Although most patients with EE respond with histologic reduction of eosinophilia and symptomatic improvement due to topical corticosteroids or dietary elimination, a subset of patients remain non-responders to standard therapy. Experimental treatments have been explored, including antihistamines, a mast cell stabilizer (cromolyn sodium), and leukotriene receptor antagonist (montelukast), but benefits for the patients with EE have been inadequate [39]. Thus, their role in EE treatment is not established yet [43]. A case series evaluating the effect of infliximab, an anti-tumor necrosis factor in EE, did not lead to any symptomatic or histologic improvement [44].

A prostaglandin D2 receptor antagonist, or CRTH2 antagonist (OC000459), showed only uncertain improvement in esophageal eosinophilia and symptoms in adults with the refractory disease [45]. Regarding biologic therapy of EE, drugs targeting IL-5, IL-13, and IgE have been explored as potential treatments for refractory EE. Despite anti-IL-5 therapies, including mepolizumab and reslizumab, showing a decrease in the eosinophil count in the esophageal mucosa, they did not achieve histologic remission or clinical improvement [46, 47]. Several trials have investigated the use of an anti-IgE antibody, omalizumab, but no clinical or histologic disease remission was seen in EE patients, probably because this condition is not primarily an IgE-mediated disease [48]. However, further examination is required, but a combination of medications that inhibits mast cells and eosinophils might be sufficient for the management of the refractory disease.

Conclusions

In the past few years, EE has grown from a comparatively unknown and underdiagnosed condition to a well-defined disease.
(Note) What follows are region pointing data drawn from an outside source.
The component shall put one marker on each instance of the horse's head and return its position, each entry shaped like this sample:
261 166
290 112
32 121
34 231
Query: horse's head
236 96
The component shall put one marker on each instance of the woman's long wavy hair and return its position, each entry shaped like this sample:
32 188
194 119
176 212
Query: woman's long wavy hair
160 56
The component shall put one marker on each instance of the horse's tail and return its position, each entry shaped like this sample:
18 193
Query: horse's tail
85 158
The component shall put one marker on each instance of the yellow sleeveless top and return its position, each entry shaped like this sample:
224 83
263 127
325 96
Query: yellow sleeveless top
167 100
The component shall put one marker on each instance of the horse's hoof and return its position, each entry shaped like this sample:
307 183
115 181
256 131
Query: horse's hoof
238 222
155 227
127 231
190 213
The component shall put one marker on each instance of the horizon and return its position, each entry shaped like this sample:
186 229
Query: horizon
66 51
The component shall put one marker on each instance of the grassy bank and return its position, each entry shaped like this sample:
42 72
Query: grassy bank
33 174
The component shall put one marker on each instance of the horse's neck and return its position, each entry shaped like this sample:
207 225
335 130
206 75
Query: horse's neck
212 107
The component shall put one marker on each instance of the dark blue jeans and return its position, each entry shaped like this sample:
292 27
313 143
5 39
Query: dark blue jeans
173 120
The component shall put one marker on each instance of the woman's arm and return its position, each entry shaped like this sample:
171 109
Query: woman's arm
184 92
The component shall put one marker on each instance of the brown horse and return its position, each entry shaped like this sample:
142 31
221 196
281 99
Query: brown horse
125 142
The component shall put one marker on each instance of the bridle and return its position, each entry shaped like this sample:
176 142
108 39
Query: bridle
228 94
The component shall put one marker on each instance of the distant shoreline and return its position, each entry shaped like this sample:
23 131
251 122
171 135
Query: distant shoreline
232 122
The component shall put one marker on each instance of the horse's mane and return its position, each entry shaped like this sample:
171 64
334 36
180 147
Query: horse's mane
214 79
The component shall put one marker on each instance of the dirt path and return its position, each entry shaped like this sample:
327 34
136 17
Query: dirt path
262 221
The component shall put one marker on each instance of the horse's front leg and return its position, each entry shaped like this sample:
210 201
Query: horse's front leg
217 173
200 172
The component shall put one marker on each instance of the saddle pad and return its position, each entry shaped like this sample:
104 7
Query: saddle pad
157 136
The intensive studies of the disease revealed many of the pathophysiological features of EE, leading to a considerable breakthrough in therapy management. Efforts in managing EE are being devoted to optimizing dietary elimination protocols, and to investigating additional experimental treatment options, such as biologic drugs, for treatment of refractory EE. Despite the controversies regarding managing of EE, the guidelines will need to be updated accordingly in the coming years, including fast evolving data on non-invasive diagnostic strategies, new treatment modalities, and the long-term prognosis of EE.

Conflict of interest

The author declares no conflict of interest.